Genie und Wahnsinn

19.07.2013
Über die Band The Doors wurde schon alles geschrieben, denkt man. Der amerikanische Publizist Greil Marcus traut sich trotzdem noch einmal an die skandalträchtige Band um ihren Sänger Jim Morrison heran. Wobei Greil weniger die allseits bekannten biografischen Fakten interessieren als vielmehr die "pure" Musik und deren Rezeption.
Der 1945 geborene US-amerikanische Publizist Greil Marcus veröffentlicht seit den 1960er Jahren Texte, die sich kulturkritisch mit Phänomenen vor allem der Popkultur auseinander setzen. Das Schwergewicht seines Interesses liegt dabei auf der Pop/Rockmusik, deren Entwicklung er hautnah verfolgen konnte, und die er bis heute begleitet. Bücher wie "Mystery Train: der Traum von Amerika in Liedern der Rockmusik" (1975) oder "Lipstick Traces: von Dada bis Punk - kulturelle Avantgarden und ihre Wege aus dem 20. Jahrhundert" (1989) gelten als Standardwerke, nicht zuletzt aufgrund von Marcus‘ Ansatz, musikalische Phänomene in größere Zusammenhänge zu setzen.

Diese Arbeitsmethode, basierend auf umfassenden Kenntnissen, hat ihm den Ruf eines "Kritiker-Papstes" eingebracht. Allerdings sind nicht alle Menschen katholisch, auch ein Kritiker-Papst hat Kritiker. Manch einem stößt der intellektuelle, oft auch nur intellektualisierende Stil und der Hang zu teilweise sehr steilen Thesen auf. Wissen und Kompetenz spricht niemand ab.

In seinem neusten Werk beschäftigt sich Marcus mit The Doors, der legendären Band um den 1971 verstorben Jim Morrison, die in den fünf Jahren ihres Wirkens ein Oeuvre von beeindruckend nachhaltiger Wirkung entstehen ließ. Wobei ihn weniger die allseits bekannten biografischen Fakten interessieren als vielmehr die "pure" Musik bzw. deren Rezeption.
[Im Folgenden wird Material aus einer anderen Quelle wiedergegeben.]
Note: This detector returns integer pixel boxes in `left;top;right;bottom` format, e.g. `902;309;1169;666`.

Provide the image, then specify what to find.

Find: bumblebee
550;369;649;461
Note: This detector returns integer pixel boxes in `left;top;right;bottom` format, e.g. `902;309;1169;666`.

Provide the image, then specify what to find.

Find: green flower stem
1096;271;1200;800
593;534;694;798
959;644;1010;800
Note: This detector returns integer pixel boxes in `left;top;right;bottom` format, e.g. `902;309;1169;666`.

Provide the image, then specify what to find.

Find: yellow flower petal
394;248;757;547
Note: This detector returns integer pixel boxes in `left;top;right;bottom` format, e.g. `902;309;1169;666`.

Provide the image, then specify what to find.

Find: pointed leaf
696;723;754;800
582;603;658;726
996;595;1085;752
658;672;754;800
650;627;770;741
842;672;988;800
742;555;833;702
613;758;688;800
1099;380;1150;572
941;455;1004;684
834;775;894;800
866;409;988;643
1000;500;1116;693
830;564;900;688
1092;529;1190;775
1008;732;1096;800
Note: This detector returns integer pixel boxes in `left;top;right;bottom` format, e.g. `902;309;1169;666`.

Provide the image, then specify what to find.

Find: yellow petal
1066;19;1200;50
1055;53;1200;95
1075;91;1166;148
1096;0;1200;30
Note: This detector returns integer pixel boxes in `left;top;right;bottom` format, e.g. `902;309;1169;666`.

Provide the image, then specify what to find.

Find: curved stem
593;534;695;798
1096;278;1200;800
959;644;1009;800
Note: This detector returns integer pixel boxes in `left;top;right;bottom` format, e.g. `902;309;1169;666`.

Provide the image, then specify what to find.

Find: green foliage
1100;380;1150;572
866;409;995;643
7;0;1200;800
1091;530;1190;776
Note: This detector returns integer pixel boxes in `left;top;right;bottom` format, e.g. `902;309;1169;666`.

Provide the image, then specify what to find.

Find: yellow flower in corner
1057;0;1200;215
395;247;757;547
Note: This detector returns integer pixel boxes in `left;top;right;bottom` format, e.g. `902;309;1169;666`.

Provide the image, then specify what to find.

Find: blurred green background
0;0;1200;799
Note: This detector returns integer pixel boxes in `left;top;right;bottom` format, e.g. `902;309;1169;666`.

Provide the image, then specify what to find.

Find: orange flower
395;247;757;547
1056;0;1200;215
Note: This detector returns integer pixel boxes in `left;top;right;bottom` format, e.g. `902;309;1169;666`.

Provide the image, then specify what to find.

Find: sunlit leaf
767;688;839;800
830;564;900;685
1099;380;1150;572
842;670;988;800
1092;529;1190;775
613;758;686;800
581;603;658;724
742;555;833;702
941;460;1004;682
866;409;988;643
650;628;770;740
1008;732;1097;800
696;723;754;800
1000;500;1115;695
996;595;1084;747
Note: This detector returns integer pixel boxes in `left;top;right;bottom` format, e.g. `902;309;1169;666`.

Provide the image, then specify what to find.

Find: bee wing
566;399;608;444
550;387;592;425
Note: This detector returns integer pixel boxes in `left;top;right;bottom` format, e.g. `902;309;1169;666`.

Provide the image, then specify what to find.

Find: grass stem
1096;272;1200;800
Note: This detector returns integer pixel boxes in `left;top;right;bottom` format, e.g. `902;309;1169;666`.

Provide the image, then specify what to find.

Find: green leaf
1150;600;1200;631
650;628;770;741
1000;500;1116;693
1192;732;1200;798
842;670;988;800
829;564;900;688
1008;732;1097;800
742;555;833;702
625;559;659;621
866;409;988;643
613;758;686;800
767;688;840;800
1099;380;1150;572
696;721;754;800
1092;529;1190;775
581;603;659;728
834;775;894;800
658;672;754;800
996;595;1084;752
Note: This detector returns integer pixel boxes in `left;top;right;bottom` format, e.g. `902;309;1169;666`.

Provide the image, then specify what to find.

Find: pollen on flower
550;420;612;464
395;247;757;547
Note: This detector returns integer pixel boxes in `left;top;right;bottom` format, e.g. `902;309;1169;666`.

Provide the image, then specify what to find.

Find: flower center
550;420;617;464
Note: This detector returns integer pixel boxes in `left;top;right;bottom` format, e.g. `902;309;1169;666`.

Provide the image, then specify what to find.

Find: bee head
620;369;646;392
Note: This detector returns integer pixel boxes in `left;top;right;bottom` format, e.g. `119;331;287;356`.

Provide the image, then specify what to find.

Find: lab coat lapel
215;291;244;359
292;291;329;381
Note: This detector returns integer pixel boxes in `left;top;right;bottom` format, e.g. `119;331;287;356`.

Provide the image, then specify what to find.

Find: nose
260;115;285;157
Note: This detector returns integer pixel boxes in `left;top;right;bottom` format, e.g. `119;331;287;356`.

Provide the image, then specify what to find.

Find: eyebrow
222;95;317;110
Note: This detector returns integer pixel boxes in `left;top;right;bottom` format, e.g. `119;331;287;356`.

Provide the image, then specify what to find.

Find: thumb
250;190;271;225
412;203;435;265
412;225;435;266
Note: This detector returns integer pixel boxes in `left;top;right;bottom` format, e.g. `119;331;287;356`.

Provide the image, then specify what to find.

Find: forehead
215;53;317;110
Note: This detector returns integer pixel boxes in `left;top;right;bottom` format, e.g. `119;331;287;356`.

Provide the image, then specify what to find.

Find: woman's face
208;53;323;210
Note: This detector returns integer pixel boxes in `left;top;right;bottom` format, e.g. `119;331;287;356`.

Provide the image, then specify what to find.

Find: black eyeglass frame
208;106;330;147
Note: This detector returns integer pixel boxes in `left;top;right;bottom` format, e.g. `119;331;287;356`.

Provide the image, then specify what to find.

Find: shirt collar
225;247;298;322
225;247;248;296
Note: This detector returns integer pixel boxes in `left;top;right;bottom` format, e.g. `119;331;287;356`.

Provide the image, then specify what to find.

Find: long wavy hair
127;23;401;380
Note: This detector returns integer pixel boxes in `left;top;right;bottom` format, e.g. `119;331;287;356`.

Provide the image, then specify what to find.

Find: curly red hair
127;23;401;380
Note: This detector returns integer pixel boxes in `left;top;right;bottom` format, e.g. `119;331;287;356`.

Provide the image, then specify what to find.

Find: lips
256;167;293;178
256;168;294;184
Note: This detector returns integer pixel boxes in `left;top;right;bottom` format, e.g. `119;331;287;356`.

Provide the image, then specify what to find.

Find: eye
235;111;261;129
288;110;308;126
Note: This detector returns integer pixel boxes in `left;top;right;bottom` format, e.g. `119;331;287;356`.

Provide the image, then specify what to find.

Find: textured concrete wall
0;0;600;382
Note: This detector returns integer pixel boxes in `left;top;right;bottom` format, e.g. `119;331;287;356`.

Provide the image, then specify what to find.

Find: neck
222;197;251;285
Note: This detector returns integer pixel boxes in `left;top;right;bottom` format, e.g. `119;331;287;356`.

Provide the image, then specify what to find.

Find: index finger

Vor allem Reflexionen zur Wechselwirkung zwischen Doors-Musik und Zeitläufen stehen im Fokus der Essays.

Genie und Wahnsinn, Höhenflug und Absturz
Assoziativ stellt Marcus Zusammenhänge her zwischen einzelnen Songs und sozialen Phänomen (Protest und Gegenkultur der Sechziger Jahre) oder etwa Filmen (u.a. Oliver Stones "The Doors"), wobei er meist nicht die von Alben bekannten Fassungen der Stücke zugrunde legt, sondern obskure Live-Versionen. Das ermöglicht Marcus, in seine Interpretationen nicht nur die "nackten" Texte der Songs zu analysieren, sondern vor allem auch den Vortrag – die B-Note, sozusagen.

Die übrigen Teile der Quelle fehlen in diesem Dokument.